"You—you—you are out of your mind!"
"It's quite simple! To begin with, she smokes. Secondly, she was head and ears in love with Klausoff, even after he refused to live in the same house with her, because she was always scolding his head off. Why, they say she used to beat him because she loved him so much. And then he positively refused to stay in the same house. Love turned sour. 'Hell hath no fury like a woman scorned.' But come along! Quick, or it will be dark. Come!"
"I am not yet sufficiently crazy to go and disturb a respectable honorable woman in the middle of the night for a crazy boy!"
"Respectable, honorable! Do honorable women murder their husbands? After that you are a rag, and not an examining magistrate! I never ventured to call you names before, but now you compel me to. Rag! Dressing-gown!—Dear Nicholas Yermolaïyevitch, do come, I beg of you——!"
The magistrate made a deprecating motion with his hand.
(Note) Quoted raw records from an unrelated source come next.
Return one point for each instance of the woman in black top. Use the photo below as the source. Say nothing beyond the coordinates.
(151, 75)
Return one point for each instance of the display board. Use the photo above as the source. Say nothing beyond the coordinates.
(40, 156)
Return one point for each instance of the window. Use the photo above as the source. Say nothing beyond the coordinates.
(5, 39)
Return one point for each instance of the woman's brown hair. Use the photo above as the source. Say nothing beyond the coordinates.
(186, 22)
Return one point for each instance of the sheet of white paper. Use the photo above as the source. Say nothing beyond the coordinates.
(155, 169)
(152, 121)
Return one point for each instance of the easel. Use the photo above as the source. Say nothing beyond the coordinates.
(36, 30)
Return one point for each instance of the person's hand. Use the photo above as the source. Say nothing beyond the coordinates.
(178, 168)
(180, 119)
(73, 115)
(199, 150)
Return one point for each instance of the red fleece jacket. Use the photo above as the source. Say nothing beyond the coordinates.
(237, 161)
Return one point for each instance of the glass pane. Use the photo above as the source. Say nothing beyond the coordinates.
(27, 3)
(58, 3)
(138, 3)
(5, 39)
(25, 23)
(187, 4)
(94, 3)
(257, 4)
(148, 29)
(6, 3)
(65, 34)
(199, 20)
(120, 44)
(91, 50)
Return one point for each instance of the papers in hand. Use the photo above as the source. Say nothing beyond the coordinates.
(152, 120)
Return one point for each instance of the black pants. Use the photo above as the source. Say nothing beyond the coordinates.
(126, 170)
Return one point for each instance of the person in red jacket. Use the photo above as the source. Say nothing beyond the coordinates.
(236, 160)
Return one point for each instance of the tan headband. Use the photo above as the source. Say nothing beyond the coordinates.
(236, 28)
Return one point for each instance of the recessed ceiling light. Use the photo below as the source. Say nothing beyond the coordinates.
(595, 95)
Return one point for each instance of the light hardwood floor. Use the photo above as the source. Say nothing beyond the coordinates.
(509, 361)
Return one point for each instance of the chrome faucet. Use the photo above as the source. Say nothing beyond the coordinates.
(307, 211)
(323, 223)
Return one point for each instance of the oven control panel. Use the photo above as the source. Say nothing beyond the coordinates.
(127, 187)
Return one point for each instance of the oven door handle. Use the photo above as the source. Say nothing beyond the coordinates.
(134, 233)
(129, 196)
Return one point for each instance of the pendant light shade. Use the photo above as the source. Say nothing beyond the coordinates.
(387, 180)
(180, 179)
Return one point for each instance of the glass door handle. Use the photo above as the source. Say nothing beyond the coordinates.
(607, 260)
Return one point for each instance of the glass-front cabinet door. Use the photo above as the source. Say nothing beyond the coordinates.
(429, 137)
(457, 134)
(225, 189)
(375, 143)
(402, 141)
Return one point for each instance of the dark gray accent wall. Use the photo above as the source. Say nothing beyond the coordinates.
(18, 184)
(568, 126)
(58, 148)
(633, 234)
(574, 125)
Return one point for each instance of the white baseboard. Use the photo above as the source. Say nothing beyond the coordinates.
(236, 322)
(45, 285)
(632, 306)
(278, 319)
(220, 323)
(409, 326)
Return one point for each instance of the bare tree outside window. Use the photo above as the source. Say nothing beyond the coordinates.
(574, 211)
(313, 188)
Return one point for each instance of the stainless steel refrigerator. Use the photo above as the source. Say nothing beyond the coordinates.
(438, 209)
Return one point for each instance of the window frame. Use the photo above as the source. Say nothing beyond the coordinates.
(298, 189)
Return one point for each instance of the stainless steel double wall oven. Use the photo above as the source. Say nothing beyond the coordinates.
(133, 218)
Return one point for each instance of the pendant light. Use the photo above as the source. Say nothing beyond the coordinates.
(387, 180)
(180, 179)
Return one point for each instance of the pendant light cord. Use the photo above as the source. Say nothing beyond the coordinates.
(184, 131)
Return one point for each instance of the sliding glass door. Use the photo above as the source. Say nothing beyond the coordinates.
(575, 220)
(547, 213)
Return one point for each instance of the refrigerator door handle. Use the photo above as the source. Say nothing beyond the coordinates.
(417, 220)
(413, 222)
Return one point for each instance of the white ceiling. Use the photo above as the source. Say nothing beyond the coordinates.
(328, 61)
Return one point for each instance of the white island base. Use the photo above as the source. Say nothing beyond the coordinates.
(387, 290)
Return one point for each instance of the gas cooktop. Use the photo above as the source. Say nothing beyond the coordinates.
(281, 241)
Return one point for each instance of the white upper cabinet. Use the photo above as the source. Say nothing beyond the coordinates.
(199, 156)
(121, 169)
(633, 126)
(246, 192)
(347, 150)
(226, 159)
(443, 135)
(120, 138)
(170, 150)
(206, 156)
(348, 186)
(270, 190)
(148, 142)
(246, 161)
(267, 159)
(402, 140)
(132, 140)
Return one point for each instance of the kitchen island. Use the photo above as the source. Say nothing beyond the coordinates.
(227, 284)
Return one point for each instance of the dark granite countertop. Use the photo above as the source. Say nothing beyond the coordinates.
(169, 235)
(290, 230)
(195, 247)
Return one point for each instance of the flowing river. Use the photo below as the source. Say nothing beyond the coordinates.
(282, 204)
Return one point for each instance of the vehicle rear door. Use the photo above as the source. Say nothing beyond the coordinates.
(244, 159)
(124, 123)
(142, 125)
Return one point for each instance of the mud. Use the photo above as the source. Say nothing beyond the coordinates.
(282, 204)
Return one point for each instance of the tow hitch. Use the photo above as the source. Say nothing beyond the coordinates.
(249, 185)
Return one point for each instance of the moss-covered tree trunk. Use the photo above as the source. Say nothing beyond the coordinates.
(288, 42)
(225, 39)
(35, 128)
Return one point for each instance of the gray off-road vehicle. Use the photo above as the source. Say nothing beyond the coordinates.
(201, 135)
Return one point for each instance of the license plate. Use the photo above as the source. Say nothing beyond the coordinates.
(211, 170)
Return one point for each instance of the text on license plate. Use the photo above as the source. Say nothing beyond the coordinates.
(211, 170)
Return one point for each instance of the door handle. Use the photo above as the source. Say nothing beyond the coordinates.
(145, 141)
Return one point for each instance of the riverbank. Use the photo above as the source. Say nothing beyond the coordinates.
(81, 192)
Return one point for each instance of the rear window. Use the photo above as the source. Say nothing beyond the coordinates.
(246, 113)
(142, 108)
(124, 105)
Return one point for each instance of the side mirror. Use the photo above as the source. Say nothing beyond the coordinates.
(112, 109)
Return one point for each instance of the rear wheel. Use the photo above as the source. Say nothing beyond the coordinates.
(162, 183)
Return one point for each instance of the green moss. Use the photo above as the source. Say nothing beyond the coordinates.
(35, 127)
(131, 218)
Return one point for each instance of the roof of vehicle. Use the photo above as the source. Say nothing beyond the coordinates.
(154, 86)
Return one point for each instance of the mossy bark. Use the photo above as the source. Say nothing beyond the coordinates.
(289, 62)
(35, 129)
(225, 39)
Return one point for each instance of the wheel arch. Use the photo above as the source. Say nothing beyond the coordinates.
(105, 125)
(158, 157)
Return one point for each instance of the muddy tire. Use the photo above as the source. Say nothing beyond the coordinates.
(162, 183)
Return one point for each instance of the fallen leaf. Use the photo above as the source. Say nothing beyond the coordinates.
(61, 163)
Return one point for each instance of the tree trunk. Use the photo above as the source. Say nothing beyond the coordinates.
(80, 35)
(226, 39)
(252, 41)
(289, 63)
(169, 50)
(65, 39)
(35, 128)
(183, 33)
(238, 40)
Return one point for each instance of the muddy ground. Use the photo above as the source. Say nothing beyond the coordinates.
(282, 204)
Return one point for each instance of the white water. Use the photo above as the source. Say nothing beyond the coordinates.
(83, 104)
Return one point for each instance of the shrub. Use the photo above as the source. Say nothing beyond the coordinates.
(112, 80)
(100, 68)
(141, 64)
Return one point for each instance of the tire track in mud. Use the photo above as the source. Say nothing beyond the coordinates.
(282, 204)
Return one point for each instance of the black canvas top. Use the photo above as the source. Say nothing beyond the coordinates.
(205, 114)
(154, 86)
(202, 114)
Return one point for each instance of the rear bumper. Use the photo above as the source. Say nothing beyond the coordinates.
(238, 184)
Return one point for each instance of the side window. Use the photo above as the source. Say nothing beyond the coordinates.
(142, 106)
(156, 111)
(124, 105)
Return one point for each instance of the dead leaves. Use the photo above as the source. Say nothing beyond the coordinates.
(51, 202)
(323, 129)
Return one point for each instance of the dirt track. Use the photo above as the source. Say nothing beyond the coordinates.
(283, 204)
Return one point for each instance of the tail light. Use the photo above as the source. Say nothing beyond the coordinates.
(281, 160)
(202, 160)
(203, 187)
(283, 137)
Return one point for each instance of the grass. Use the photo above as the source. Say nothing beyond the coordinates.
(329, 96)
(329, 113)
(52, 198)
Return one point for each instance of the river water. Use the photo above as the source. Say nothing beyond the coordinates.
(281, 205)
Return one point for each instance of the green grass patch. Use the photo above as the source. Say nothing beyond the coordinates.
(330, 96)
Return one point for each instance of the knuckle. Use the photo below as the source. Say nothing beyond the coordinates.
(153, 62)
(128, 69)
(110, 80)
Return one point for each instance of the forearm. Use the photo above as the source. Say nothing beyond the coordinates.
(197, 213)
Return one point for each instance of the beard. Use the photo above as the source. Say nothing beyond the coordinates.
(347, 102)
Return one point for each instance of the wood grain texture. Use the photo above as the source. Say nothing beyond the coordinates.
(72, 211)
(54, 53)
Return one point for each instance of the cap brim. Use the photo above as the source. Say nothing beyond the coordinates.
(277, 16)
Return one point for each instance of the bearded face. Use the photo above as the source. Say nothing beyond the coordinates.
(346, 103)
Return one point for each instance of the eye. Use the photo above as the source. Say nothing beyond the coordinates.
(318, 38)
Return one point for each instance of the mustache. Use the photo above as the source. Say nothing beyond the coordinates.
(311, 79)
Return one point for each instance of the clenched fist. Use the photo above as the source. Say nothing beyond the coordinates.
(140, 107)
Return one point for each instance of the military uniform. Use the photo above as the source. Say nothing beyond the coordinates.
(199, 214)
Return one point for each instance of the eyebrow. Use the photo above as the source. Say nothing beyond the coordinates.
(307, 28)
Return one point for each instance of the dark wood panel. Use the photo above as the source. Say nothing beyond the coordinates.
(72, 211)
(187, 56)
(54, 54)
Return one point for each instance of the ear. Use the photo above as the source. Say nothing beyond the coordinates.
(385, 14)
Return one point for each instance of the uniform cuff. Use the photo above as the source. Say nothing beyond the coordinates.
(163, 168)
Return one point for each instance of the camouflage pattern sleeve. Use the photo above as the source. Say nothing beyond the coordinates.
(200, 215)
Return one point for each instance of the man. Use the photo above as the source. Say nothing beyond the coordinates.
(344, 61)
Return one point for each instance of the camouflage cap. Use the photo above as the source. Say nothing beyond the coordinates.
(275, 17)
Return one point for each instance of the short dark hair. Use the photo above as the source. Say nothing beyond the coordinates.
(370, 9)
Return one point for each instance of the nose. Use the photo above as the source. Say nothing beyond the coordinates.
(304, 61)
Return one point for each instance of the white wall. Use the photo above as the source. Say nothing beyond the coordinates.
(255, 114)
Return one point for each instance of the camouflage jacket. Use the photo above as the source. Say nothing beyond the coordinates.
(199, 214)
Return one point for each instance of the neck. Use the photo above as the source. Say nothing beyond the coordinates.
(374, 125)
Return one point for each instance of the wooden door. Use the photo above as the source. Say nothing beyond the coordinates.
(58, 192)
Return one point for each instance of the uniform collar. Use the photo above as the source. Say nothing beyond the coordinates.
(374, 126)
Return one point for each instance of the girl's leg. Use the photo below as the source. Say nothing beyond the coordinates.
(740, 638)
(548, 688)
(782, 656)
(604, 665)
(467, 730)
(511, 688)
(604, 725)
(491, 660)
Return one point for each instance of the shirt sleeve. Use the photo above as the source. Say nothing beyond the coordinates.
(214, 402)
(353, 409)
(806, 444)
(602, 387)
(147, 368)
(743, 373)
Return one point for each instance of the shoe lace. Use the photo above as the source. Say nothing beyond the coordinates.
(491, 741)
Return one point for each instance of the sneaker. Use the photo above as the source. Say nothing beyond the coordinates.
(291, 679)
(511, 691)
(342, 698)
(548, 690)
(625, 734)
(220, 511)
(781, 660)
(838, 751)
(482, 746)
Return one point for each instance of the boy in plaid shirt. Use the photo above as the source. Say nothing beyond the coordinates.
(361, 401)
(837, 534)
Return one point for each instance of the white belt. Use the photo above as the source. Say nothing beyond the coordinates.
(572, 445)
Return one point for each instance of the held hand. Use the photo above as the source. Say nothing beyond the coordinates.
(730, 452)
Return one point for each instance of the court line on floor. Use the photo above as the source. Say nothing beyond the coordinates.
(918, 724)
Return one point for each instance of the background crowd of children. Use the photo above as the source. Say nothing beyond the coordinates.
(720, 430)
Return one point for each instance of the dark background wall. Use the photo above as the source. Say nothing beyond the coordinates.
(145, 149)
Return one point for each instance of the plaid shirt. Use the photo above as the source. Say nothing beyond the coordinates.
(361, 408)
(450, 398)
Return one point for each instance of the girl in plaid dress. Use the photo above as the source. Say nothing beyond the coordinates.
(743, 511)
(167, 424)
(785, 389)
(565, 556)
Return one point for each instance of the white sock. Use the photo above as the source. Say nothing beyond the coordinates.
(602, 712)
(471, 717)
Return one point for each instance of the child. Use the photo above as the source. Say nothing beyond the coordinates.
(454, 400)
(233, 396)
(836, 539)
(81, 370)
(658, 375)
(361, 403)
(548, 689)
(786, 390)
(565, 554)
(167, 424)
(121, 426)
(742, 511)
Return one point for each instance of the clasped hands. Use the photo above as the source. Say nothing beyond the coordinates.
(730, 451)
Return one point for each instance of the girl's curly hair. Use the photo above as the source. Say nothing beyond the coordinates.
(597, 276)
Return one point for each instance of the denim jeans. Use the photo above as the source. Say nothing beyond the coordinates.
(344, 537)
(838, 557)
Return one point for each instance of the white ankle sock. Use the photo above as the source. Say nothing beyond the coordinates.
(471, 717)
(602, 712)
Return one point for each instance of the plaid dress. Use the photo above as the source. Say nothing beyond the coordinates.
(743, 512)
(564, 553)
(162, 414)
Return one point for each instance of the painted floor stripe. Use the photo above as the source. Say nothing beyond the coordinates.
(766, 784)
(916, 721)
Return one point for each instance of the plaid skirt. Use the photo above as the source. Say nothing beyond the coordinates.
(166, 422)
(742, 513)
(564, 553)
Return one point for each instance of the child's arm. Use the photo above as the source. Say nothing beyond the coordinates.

"I beg of you! I ask, not for myself, but in the interests of justice.
I beg you! I implore you! Do what I ask you to, just this once!"
Dukovski went down on his knees.
"Nicholas Yermolaïyevitch! Be kind! Call me a blackguard, a ne'er-do-weel, if I am mistaken about this woman. You see what an affair it is. What a case it is. A romance! A woman murdering her own husband for love! The fame of it will go all over Russia. They will make you investigator in all important cases. Understand, O foolish old man!"
The magistrate frowned, and undecidedly stretched his hand toward his cap.
"Oh, the devil take you!" he said. "Let us go!"